Diesel Populism

Tom Finnerty07 Feb, 2020 3 Min Read

Ever since the one-two punch of 2016 (I speak of course of the outcome of the UK's Brexit referendum and the election of Donald Trump the following fall), the media has been scrambling to explain the rise of populism throughout the western world, a phenomenon which they had hardly noticed before.

Populism has proved a perplexing topic for our enlightened commentariat, unused as they are to taking seriously the views of anyone who doesn't already agree with them. And so many (though not all) have decided that, instead of trying to understand the concerns of people who didn't major in Grievance Studies at Brown, it is just easier to assume that all of those Americans who voted for Donald Trump, all of those Brits who voted for independence, all the Frenchmen in their yellow vests, the Albertans talking about secession, and the Italians, Poles, and Hungarians who are making Angela Merkel sad are just, you know, bigots.

Which is unfortunate, because, really, while populism has many facets, it isn't that difficult a topic to understand. It is simply the result of a lot of regular people throughout the western world coming to accept, at long last, that the ruling class doesn't have their interests at heart. They were working away, just like their parents and grandparents before them, trying to make a better life for their children, and then they woke up one day and realized that the people with real power in their countries don't care a fig for them or their children, and think nothing of making their lives harder if it will get them some notice from the Davos set or an invite to a conference on Our Sustainable Future.

To take just one not-entirely-random example, the Gilets Jaunes, or Yellow Vest Protesters in France. Those protests have died down recently, but here is the French conservative commentator Pascal-Emmanuel Gobry writing about them in early 2019:

[T]he Yellow Vests... are protests by the people who don’t protest. The Yellow Vests are drawn from France’s lower middle class, people who don’t protest because they have unglamorous jobs they must go to, unlike the welfare recipients, students, civil servants, and unionized workers who typically take to the streets.
In part, they fit the stereotype of the recently much-scrutinized Trump and Brexit voters—the losers of globalization and technological change, whose wages have stagnated for decades, who live on the cliff-edge of economic insecurity, who fear that their children will have it worse than they do. But in part, they are a product of the French system: people who make just enough money to fail to qualify for most social programs, but not enough to live comfortably, even as the country’s elite keeps doing better.

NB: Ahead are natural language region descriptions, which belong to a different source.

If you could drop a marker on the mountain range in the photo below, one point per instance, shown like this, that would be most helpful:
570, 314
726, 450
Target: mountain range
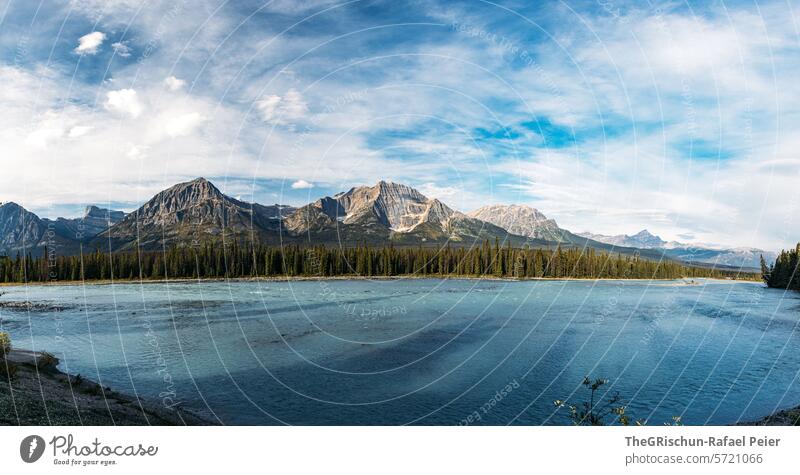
690, 253
386, 213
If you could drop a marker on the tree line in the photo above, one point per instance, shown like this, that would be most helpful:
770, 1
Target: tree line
784, 273
236, 260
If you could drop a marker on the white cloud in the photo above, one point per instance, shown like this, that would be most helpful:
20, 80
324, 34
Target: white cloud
78, 131
174, 84
282, 110
90, 43
302, 185
124, 101
121, 48
183, 124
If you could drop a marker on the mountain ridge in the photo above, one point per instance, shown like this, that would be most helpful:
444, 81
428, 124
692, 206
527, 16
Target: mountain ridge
196, 211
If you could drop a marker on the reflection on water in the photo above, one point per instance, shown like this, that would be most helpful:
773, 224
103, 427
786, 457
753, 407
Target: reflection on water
425, 351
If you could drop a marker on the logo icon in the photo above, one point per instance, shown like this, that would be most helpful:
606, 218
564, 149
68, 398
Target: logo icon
31, 448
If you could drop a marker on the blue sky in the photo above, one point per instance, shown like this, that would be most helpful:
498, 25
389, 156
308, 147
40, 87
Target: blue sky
611, 117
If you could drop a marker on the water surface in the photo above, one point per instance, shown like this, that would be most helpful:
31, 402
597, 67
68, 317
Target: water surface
425, 351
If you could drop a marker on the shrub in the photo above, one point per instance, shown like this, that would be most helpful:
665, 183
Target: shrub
5, 343
596, 410
7, 370
46, 360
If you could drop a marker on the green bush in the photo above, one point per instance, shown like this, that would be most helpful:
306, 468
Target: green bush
46, 360
7, 370
5, 343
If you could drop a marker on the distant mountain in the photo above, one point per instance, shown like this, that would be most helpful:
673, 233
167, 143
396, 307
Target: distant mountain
20, 230
93, 222
521, 220
388, 212
693, 253
192, 212
24, 232
642, 240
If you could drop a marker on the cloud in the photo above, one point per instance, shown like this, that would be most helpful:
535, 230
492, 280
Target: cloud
78, 131
184, 124
302, 185
124, 101
282, 110
174, 84
90, 43
121, 48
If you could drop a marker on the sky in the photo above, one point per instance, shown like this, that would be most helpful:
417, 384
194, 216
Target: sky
610, 117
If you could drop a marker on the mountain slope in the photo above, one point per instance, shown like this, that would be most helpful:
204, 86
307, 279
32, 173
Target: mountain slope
642, 240
521, 220
191, 213
389, 212
93, 222
692, 253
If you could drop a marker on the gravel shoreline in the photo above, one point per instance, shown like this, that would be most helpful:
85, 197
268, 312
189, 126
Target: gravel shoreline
39, 393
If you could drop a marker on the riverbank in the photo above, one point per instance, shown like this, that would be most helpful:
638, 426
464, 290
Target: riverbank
786, 417
311, 278
38, 393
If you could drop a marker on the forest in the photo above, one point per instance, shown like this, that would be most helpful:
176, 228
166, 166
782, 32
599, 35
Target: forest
238, 261
783, 274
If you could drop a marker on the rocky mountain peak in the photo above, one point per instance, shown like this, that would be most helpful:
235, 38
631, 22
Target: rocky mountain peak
398, 207
521, 220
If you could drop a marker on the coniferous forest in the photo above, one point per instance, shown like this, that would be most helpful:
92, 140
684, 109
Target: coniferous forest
240, 261
784, 274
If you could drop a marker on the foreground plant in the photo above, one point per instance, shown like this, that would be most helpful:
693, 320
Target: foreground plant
596, 411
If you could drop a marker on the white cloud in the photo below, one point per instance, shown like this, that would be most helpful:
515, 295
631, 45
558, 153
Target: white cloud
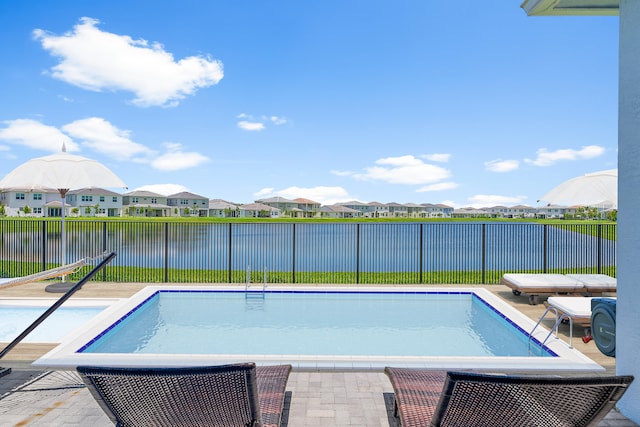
487, 200
321, 194
265, 192
548, 158
103, 137
500, 165
440, 158
176, 159
97, 60
250, 123
250, 126
164, 189
278, 120
403, 170
442, 186
33, 134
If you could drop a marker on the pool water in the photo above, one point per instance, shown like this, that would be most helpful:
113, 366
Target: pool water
15, 319
314, 323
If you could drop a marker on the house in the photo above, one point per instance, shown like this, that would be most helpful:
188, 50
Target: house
285, 206
94, 202
378, 210
365, 209
338, 211
258, 210
469, 213
309, 208
415, 210
438, 210
28, 202
397, 210
145, 203
188, 204
219, 208
551, 211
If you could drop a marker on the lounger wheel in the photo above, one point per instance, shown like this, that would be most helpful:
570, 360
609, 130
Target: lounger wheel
603, 326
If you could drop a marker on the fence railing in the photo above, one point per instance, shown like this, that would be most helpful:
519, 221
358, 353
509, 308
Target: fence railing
366, 253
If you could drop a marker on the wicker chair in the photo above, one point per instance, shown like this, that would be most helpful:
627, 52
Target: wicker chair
227, 395
437, 398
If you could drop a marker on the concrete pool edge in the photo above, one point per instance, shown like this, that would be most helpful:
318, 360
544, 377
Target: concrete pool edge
65, 356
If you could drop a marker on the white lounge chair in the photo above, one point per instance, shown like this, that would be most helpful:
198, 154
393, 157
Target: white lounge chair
536, 284
596, 283
63, 270
546, 283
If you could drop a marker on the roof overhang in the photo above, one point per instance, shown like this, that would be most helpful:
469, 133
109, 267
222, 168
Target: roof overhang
571, 7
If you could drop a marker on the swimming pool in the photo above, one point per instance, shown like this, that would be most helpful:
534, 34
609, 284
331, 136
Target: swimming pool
316, 328
17, 314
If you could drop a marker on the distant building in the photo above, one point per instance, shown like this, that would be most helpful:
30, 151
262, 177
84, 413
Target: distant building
188, 204
338, 211
219, 208
309, 208
145, 203
27, 202
258, 210
94, 202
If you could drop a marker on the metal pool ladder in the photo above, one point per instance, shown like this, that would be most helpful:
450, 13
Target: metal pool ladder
559, 320
255, 293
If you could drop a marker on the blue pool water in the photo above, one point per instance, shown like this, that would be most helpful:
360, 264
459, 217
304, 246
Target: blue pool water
15, 319
314, 323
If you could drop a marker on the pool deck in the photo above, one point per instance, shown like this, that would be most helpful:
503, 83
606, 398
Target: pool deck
317, 398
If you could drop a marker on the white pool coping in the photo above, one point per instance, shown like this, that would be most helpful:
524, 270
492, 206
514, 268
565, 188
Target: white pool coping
48, 302
65, 355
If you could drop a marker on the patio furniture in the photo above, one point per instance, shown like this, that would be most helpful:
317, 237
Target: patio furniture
63, 270
437, 398
229, 395
596, 283
535, 284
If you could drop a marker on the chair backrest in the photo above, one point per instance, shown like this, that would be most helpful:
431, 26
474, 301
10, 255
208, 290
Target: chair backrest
480, 400
223, 395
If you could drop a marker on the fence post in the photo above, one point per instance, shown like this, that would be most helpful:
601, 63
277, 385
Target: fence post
545, 244
104, 247
421, 253
166, 252
358, 253
484, 250
293, 254
599, 262
230, 253
44, 245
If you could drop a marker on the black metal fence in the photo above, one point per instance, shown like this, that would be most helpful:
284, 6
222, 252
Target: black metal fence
367, 253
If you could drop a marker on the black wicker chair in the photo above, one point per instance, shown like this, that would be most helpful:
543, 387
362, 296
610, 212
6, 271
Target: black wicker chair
226, 395
438, 398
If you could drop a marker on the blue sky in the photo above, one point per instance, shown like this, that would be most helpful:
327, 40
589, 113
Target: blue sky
411, 101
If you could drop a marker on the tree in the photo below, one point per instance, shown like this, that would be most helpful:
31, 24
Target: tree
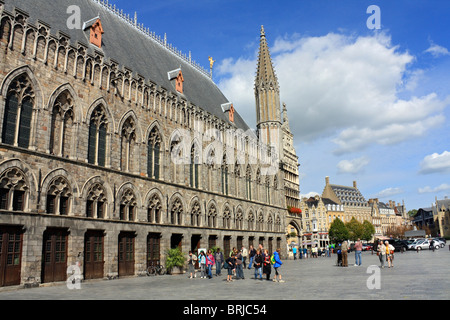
338, 232
369, 230
355, 229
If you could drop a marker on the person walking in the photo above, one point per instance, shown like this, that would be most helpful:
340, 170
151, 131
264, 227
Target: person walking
267, 267
389, 253
202, 261
277, 265
381, 252
218, 257
191, 264
238, 262
258, 261
209, 263
251, 255
230, 262
244, 256
344, 250
358, 250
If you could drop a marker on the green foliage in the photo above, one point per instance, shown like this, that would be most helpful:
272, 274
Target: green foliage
369, 230
338, 231
174, 259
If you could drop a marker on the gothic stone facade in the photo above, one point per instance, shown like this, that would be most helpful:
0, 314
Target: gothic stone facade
86, 172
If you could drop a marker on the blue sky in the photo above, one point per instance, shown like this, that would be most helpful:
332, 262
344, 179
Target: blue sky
364, 104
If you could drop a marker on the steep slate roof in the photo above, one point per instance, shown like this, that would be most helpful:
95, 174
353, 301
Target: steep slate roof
349, 195
131, 48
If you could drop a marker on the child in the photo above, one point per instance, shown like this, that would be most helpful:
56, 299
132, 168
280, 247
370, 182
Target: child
276, 265
231, 265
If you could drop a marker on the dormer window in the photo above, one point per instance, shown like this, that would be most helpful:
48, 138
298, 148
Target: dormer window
177, 76
179, 82
95, 31
229, 108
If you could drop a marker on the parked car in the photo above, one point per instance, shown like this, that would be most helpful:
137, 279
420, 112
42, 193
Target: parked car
412, 246
399, 245
424, 244
441, 241
438, 242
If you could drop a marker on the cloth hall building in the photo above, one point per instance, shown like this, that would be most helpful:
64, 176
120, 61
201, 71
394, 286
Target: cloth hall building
115, 147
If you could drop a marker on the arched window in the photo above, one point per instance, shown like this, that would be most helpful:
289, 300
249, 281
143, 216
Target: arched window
96, 202
59, 197
224, 171
127, 210
98, 126
212, 216
18, 112
13, 190
227, 218
128, 144
176, 212
153, 153
248, 182
154, 210
239, 220
260, 222
195, 214
194, 165
62, 126
251, 221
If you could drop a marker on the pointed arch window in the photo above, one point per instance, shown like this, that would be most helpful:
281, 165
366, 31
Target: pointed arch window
195, 214
128, 144
194, 165
62, 125
176, 212
154, 153
248, 182
96, 202
127, 210
154, 210
13, 190
227, 218
239, 220
224, 171
98, 126
19, 105
212, 217
59, 197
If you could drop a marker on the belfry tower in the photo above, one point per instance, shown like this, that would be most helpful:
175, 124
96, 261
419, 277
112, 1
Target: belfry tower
267, 96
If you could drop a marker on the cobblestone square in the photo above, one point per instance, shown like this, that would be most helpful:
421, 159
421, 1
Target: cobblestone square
415, 276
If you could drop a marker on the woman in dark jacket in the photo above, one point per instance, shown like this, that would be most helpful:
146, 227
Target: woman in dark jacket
258, 261
267, 268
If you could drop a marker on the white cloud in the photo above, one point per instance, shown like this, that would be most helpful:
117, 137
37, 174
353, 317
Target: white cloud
437, 50
341, 87
309, 194
388, 192
436, 163
428, 189
352, 166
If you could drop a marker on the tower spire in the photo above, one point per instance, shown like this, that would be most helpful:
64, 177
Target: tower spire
267, 96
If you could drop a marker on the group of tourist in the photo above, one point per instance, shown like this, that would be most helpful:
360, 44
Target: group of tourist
260, 259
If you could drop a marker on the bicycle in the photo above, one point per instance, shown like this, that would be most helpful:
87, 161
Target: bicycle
156, 270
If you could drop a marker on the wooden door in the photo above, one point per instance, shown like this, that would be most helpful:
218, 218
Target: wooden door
93, 255
10, 255
126, 254
153, 249
54, 262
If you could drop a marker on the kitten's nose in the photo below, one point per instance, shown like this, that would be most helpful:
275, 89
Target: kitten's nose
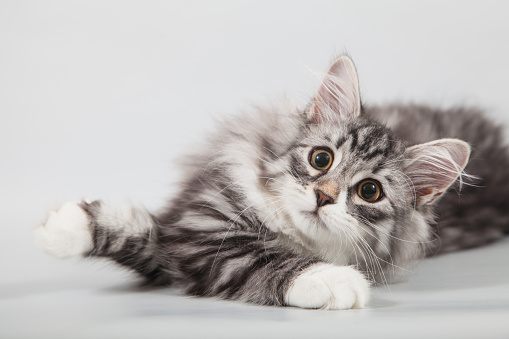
322, 199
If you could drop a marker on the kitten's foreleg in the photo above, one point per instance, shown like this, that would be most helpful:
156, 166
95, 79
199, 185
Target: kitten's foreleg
124, 234
242, 265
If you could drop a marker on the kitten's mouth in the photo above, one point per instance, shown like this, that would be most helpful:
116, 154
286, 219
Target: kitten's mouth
314, 216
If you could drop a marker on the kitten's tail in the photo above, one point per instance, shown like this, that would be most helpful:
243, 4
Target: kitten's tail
123, 234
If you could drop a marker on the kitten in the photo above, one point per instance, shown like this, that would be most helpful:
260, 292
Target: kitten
304, 207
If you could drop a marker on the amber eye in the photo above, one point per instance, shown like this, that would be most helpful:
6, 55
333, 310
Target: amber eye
369, 190
321, 158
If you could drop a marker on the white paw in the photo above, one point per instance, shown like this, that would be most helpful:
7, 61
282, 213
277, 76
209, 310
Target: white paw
328, 286
66, 233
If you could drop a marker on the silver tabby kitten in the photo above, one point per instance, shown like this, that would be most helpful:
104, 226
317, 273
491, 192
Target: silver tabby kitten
304, 207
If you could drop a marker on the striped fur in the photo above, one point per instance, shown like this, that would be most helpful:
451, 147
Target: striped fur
246, 224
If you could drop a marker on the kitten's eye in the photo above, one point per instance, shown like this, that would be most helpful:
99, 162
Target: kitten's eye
321, 158
369, 190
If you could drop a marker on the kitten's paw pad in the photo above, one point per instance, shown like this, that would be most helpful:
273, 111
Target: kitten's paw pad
327, 286
66, 233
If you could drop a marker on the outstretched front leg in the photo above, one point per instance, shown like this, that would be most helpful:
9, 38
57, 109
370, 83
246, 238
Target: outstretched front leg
125, 234
241, 265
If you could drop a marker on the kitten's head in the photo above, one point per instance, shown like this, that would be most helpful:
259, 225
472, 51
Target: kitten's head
351, 186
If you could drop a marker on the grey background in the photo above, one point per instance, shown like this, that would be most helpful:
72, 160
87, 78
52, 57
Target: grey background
98, 99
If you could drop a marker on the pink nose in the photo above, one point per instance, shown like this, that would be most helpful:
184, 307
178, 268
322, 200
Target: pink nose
322, 199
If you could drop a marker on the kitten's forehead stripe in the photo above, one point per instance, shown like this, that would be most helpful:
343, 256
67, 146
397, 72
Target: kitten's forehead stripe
340, 142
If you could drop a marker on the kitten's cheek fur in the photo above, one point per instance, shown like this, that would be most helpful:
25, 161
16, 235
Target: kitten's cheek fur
328, 286
66, 233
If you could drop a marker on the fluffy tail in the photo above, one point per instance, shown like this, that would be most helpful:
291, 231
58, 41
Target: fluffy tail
124, 234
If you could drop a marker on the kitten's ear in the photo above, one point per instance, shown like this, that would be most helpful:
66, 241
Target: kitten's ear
434, 166
339, 92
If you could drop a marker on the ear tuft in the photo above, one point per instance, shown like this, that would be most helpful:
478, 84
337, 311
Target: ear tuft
434, 166
338, 95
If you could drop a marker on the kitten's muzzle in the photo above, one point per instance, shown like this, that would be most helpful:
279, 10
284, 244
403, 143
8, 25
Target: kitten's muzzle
323, 199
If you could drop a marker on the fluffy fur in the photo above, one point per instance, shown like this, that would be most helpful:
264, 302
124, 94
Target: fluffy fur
257, 220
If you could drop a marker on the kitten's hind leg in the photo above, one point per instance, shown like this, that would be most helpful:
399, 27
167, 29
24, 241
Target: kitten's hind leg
124, 234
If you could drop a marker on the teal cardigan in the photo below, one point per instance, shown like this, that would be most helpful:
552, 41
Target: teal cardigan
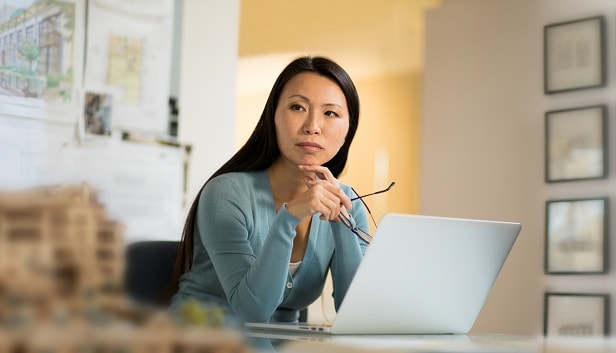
242, 251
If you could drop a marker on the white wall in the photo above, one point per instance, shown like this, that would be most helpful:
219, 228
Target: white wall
208, 85
483, 138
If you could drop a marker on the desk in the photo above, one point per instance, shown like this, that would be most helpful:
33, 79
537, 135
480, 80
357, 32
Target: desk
276, 341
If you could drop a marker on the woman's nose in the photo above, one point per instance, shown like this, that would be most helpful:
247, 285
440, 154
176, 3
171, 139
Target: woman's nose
312, 124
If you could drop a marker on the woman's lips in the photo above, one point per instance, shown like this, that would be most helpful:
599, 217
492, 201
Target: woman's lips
310, 146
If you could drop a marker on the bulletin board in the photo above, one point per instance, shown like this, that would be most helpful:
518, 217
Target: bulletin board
78, 78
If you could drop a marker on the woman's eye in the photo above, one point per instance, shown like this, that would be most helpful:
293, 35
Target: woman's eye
297, 107
331, 114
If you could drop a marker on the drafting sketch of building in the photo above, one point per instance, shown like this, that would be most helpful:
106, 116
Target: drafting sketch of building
36, 44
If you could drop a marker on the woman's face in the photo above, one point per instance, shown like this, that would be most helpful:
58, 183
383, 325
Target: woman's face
312, 119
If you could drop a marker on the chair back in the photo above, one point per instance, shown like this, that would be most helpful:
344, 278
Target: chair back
148, 271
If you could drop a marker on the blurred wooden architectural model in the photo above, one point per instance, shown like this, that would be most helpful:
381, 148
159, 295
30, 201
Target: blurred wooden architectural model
58, 251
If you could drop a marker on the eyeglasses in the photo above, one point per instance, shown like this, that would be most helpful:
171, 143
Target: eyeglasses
361, 234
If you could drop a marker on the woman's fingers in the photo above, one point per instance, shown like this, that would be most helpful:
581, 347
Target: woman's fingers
329, 182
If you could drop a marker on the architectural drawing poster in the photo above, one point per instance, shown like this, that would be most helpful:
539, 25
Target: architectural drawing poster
129, 50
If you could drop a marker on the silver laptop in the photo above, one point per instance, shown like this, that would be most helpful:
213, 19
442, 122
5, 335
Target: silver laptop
420, 275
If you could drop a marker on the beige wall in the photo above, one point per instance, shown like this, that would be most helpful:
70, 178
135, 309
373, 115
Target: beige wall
483, 142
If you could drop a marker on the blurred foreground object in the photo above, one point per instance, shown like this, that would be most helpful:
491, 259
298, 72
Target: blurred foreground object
62, 263
59, 253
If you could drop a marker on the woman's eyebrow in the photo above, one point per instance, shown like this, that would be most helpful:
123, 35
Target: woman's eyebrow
304, 98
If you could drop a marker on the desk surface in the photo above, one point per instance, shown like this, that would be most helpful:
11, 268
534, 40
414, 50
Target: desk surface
273, 341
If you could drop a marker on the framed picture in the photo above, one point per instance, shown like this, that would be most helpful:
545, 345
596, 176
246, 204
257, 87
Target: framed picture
576, 314
574, 55
576, 146
576, 236
97, 113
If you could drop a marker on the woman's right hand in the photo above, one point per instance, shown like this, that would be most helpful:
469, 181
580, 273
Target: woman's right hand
323, 196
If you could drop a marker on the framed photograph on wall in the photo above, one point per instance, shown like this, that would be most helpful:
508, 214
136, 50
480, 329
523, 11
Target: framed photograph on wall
576, 236
576, 314
576, 146
574, 55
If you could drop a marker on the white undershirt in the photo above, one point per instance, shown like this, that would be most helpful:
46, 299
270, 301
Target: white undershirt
293, 266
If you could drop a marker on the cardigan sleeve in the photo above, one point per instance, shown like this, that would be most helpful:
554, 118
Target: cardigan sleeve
254, 285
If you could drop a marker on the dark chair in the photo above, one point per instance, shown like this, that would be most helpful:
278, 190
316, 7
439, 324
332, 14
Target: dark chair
148, 271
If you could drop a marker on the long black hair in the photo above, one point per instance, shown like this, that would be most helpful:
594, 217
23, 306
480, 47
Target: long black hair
261, 150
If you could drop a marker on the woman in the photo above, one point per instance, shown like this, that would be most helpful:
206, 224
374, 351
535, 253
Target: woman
264, 230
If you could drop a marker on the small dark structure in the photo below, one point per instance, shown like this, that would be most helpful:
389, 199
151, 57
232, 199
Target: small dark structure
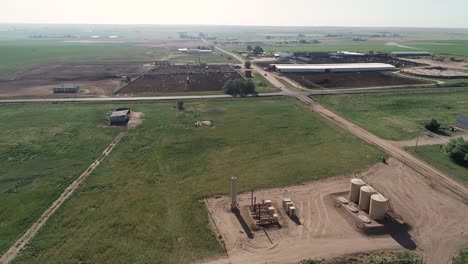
67, 89
119, 116
410, 54
462, 122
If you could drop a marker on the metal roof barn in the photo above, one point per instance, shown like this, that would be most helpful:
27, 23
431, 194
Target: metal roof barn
342, 67
462, 122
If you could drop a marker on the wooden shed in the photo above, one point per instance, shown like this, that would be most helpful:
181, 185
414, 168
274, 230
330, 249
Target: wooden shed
462, 122
119, 116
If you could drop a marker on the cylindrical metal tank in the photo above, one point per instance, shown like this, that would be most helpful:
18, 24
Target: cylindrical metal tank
355, 188
364, 197
378, 206
233, 192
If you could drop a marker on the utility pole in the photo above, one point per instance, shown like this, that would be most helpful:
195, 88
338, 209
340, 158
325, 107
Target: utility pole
416, 148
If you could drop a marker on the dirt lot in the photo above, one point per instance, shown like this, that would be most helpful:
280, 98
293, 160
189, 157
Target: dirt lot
439, 223
97, 79
182, 78
350, 79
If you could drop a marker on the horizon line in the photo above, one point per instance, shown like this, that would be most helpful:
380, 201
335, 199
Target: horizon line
221, 25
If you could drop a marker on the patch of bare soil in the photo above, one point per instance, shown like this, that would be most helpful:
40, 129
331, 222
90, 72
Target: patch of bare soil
182, 78
325, 232
136, 119
94, 79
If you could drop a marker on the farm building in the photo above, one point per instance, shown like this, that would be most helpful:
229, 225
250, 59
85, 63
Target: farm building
119, 116
410, 54
462, 122
343, 67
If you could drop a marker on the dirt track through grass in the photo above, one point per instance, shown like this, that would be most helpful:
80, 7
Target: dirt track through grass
21, 243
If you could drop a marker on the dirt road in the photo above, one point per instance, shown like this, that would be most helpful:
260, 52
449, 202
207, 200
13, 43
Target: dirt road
438, 245
437, 178
325, 231
439, 222
425, 140
14, 250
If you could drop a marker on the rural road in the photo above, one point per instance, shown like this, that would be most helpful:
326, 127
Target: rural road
284, 92
440, 182
425, 140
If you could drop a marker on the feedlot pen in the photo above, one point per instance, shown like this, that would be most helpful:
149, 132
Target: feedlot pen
182, 78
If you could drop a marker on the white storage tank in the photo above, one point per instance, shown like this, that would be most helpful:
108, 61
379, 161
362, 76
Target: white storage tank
378, 206
364, 197
355, 188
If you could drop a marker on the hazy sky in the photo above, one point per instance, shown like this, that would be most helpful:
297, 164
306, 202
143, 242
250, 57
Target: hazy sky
393, 13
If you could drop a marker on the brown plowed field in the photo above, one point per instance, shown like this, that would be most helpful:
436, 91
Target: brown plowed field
182, 78
350, 79
94, 78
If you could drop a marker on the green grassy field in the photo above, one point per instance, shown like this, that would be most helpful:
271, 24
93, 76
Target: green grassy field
263, 85
17, 55
433, 155
43, 148
336, 46
399, 116
142, 205
441, 47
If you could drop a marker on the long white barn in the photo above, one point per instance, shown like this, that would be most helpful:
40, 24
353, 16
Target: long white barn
342, 67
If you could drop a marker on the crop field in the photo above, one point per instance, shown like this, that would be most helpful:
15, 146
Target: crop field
182, 78
442, 47
43, 148
143, 203
351, 79
399, 116
433, 155
18, 55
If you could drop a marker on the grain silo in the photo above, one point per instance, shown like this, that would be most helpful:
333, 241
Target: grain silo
378, 206
364, 197
355, 188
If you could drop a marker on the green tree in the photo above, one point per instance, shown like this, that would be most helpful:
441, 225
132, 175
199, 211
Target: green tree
433, 125
258, 50
457, 149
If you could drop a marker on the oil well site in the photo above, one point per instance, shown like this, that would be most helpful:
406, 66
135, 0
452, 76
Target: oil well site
233, 144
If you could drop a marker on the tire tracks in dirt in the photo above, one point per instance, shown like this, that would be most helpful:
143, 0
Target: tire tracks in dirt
15, 249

Little surprise, then, that gasoline taxes should have been the spark that set off the powder keg. In the city centers and banlieues, public transport is cheap, available, and high-quality. In the French exurbs, as in America, driving is simply a necessary part of life and work. But there is another layer to this: What set off the Yellow Vests protests specifically was taxes on diesel. For as long as I can remember, the French government has had a deliberate policy of encouraging the purchase of more-expensive, more-efficient diesel cars by keeping taxes on diesel fuel comparatively low. Far more than dissatisfaction with green-friendly policies, this dual aspect of the tax increase—raiding the pocketbooks of people who can scarcely afford it while betraying public trust—is what accounts for why dissatisfaction turned to rage.

So for decades the French government pressured regular people to buy diesel cars for environmental reasons, until Emmanuel Macron became President and decided that to really shake things up he would jack up taxes on diesel as well. No wonder thousands took to the streets, and in the vests they are required by law to keep in their cars.

I've been thinking of the Yellow Vests particularly today as I've been reading a report by the Institute for Energy Research which argues that if the Green New Deal - Alexandria Ocasio-Cortez and Ed Markey's package of environmentalist legislation endorsed to some degree or other by every major Democratic candidate for the Presidency -- is enacted, gasoline prices in the U.S. would reach as high as $13 per gallon, once the new taxes were factored in. (For context, the national average gasoline price in the United States is $2.448 according to AAA).

Now, it seems unlikely that, barring some national emergency, we would see $13 per gallon gas any time soon, even if AOC herself were elected President in November. But the fact that America's elite are flying around the world touting proposals they only half understand which, in practice, would mean my paying $273 every time I fill up the tank of my minivan -- not to mention the immediate end of countless jobs. That should give you a sense of what they really think about you. Which is to say: Not Much.

So, where did all of this populism come from? Such a mystery.

Tom Finnerty writes from New England and Ontario.